# Need pics of a correct 69 GTO engine compartment (see mine!)



## derbydiva (Jul 18, 2015)

The engine compartment is not stock on the '69 convert I just picked up, PO was in the process of moving battery to the trunk, he removed the PS pump, moved the Alt and made homemade brackets...

Not sure if I'll be able to get rid of the high rise intake as heads were milled to match, not sure how much work was done there, but could really just use some good pics of what the engine compartment should look like- don't need exact or 100% correct, but a good idea. And the wiring- mine's a mess. 

Hate to go off web pics as I don't know if they're accurate at all.

Thanks!
Darcie


----------



## GTO JUDGE (May 14, 2005)

derbydiva said:


> The engine compartment is not stock on the '69 convert I just picked up, PO was in the process of moving battery to the trunk, he removed the PS pump, moved the Alt and made homemade brackets...
> 
> Not sure if I'll be able to get rid of the high rise intake as heads were milled to match, not sure how much work was done there, but could really just use some good pics of what the engine compartment should look like- don't need exact or 100% correct, but a good idea. And the wiring- mine's a mess.
> 
> ...



Here are a few from a concours '69 it's a Judge but should give you some ideas.


----------



## GTO JUDGE (May 14, 2005)

derbydiva said:


> The engine compartment is not stock on the '69 convert I just picked up, PO was in the process of moving battery to the trunk, he removed the PS pump, moved the Alt and made homemade brackets...
> 
> Not sure if I'll be able to get rid of the high rise intake as heads were milled to match, not sure how much work was done there, but could really just use some good pics of what the engine compartment should look like- don't need exact or 100% correct, but a good idea. And the wiring- mine's a mess.
> 
> ...



A few of a standard '69 GTO cept the first pic


----------



## derbydiva (Jul 18, 2015)

Wow, that's something to aspire to! Beautifully done. Thx it helps. 
Any shots of the back of firewall, wiring etc? 

Darcie


----------



## BearGFR (Aug 25, 2008)

Hey Darcie, are you aware of the Ultimate GTO Picture site? I'll be you can find everything you might want to see there, and then some. It's a great resource for things like this.

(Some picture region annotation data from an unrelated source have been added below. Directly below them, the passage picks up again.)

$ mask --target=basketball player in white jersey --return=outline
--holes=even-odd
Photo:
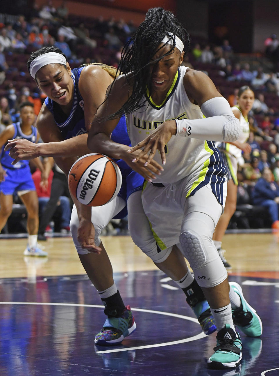
[[[90,64],[71,70],[62,52],[53,47],[42,47],[33,53],[28,65],[39,87],[48,96],[37,122],[45,143],[34,146],[26,140],[15,139],[10,141],[6,150],[9,149],[10,155],[15,158],[14,163],[19,159],[52,156],[68,176],[76,156],[90,152],[86,145],[87,132],[116,69],[102,64]],[[111,136],[116,142],[130,145],[124,117]],[[144,163],[147,159],[147,156]],[[95,343],[104,346],[120,343],[135,328],[130,310],[125,308],[114,282],[112,267],[99,236],[108,222],[123,212],[126,202],[128,225],[134,242],[182,289],[204,332],[210,334],[216,327],[208,303],[181,252],[176,247],[171,254],[172,247],[168,253],[158,252],[142,208],[143,178],[123,161],[118,162],[122,169],[124,198],[118,194],[106,205],[91,208],[73,198],[76,208],[73,209],[70,227],[75,245],[108,316],[103,328],[95,337]],[[144,174],[146,170],[144,166],[141,171],[144,177],[150,179],[154,173],[160,173],[160,169],[154,161],[147,174]]]
[[[240,287],[228,285],[213,243],[225,205],[226,171],[214,143],[206,140],[237,140],[239,121],[207,76],[181,66],[185,34],[187,50],[189,35],[174,15],[149,9],[131,38],[132,47],[130,41],[124,48],[119,67],[123,74],[107,91],[87,145],[95,152],[122,158],[147,179],[142,204],[158,253],[171,255],[176,244],[190,262],[218,331],[208,364],[230,368],[242,357],[233,317],[250,336],[260,335],[262,325]],[[136,144],[131,149],[109,136],[123,112],[132,144]],[[150,177],[149,163],[154,159],[164,170]]]
[[[224,212],[215,227],[213,240],[223,263],[227,269],[231,269],[231,267],[224,256],[222,239],[236,208],[237,165],[242,152],[251,152],[251,147],[246,142],[250,132],[248,116],[254,103],[255,95],[249,86],[243,86],[238,91],[237,99],[237,105],[233,106],[231,109],[234,116],[239,120],[239,137],[234,142],[218,143],[216,145],[222,152],[228,170],[228,191]]]

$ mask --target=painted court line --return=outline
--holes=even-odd
[[[42,303],[41,302],[0,302],[0,304],[17,304],[22,305],[53,305],[63,306],[70,307],[90,307],[92,308],[104,308],[102,305],[97,305],[93,304],[77,304],[74,303]],[[141,308],[131,308],[132,311],[139,312],[145,312],[147,313],[153,313],[158,315],[163,315],[165,316],[170,316],[178,318],[182,318],[184,320],[192,321],[193,322],[198,324],[199,322],[197,318],[190,317],[188,316],[184,316],[183,315],[178,315],[176,313],[171,313],[170,312],[163,312],[159,311],[153,311],[151,309],[144,309]],[[165,342],[164,343],[157,343],[153,345],[148,345],[146,346],[138,346],[133,347],[126,347],[125,348],[116,349],[114,350],[106,350],[104,351],[96,351],[95,352],[99,354],[107,354],[108,353],[119,352],[122,351],[129,351],[130,350],[139,350],[142,349],[150,349],[152,347],[159,347],[164,346],[170,346],[172,345],[176,345],[179,343],[184,343],[192,341],[199,340],[200,338],[206,337],[206,335],[202,332],[196,335],[190,337],[189,338],[183,338],[178,341],[172,341],[170,342]]]

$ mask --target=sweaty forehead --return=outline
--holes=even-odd
[[[36,73],[36,78],[39,81],[45,79],[46,76],[54,77],[64,69],[62,64],[57,63],[47,64],[40,68]]]

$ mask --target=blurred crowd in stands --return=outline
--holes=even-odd
[[[57,9],[51,1],[40,9],[35,3],[26,17],[0,14],[0,132],[18,121],[21,103],[33,103],[38,115],[45,99],[27,70],[32,52],[54,45],[65,53],[71,68],[94,62],[117,67],[123,46],[136,28],[132,20],[69,14],[64,1]],[[253,205],[253,187],[265,168],[279,184],[279,40],[275,35],[267,38],[261,55],[240,55],[226,39],[218,46],[191,36],[184,65],[208,75],[231,106],[236,104],[240,87],[248,85],[255,92],[248,117],[252,152],[243,154],[238,175],[238,203]],[[239,225],[253,225],[246,221]],[[115,231],[117,225],[114,226],[109,233],[127,230],[126,223]]]

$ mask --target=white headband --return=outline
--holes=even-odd
[[[47,52],[40,55],[31,62],[29,68],[29,72],[33,78],[35,79],[35,76],[39,70],[42,67],[47,65],[48,64],[63,64],[66,65],[66,59],[61,53],[57,52]]]
[[[182,52],[184,48],[183,42],[177,35],[175,35],[172,33],[168,32],[166,35],[165,36],[163,40],[161,41],[161,43],[168,43],[168,44],[171,44],[173,45],[173,40],[171,38],[171,36],[174,37],[176,41],[176,47],[178,49],[180,52]]]

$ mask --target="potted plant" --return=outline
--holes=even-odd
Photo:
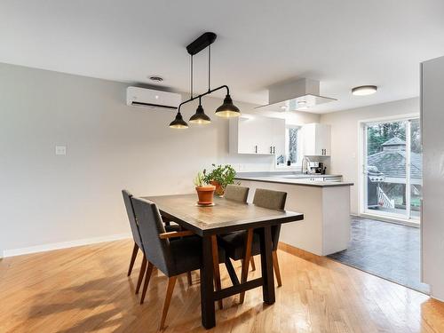
[[[228,184],[234,183],[236,171],[230,164],[218,165],[212,164],[213,170],[205,174],[205,181],[216,186],[216,194],[224,195],[225,189]]]
[[[198,204],[211,205],[213,203],[213,194],[216,186],[210,185],[205,180],[205,174],[199,171],[194,178],[194,186],[199,197]]]

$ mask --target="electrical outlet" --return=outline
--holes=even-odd
[[[67,155],[67,147],[66,146],[56,146],[56,155]]]

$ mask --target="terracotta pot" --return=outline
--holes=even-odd
[[[212,185],[207,185],[205,186],[196,187],[197,196],[199,197],[199,201],[197,203],[199,204],[211,204],[213,203],[213,194],[216,186]]]
[[[220,185],[220,183],[218,180],[211,180],[210,184],[216,186],[216,189],[214,190],[214,193],[218,194],[218,196],[224,195],[224,187]]]

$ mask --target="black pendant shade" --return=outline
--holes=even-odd
[[[224,118],[237,117],[241,115],[241,111],[234,104],[233,104],[233,99],[230,95],[226,94],[224,99],[224,104],[216,109],[216,115]]]
[[[205,115],[205,111],[203,111],[203,107],[202,107],[201,104],[199,104],[199,107],[197,107],[197,109],[195,110],[195,114],[193,115],[190,118],[190,123],[211,123],[211,119]]]
[[[172,129],[187,129],[188,124],[185,122],[184,118],[182,118],[180,112],[178,112],[176,118],[170,123],[170,127]]]

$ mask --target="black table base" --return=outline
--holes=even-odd
[[[260,259],[262,277],[245,283],[234,284],[232,287],[214,291],[213,286],[213,257],[211,251],[211,236],[202,237],[202,267],[201,268],[201,305],[202,324],[209,329],[216,326],[214,302],[230,296],[262,286],[264,302],[271,305],[275,301],[274,276],[273,272],[272,234],[271,226],[260,230]]]

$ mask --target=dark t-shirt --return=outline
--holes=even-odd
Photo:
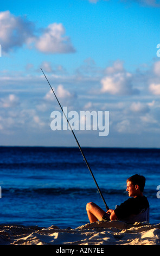
[[[132,197],[121,204],[114,210],[114,212],[118,218],[122,219],[129,217],[132,214],[138,214],[148,207],[149,204],[147,198],[144,196]]]

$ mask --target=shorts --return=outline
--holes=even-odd
[[[108,214],[105,212],[102,217],[101,221],[111,221]]]

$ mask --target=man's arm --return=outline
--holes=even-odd
[[[111,221],[115,221],[115,220],[117,218],[117,216],[116,215],[114,210],[108,210],[107,211],[107,214],[111,214],[110,216],[110,219]]]

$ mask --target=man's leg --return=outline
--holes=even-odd
[[[106,212],[94,203],[88,203],[86,206],[87,212],[91,223],[95,222],[98,220],[101,220],[103,216]]]

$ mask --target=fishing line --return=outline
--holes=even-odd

Pontiac GTO - The Ultimate Pontiac GTO Picture Site

Bear


----------



## derbydiva (Jul 18, 2015)

BearGFR said:


> Hey Darcie, are you aware of the Ultimate GTO Picture site? I'll be you can find everything you might want to see there, and then some. It's a great resource for things like this.
> 
> Pontiac GTO - The Ultimate Pontiac GTO Picture Site
> 
> Bear


No I wasn't, will definitely check it out. Thanks!
Darcie


----------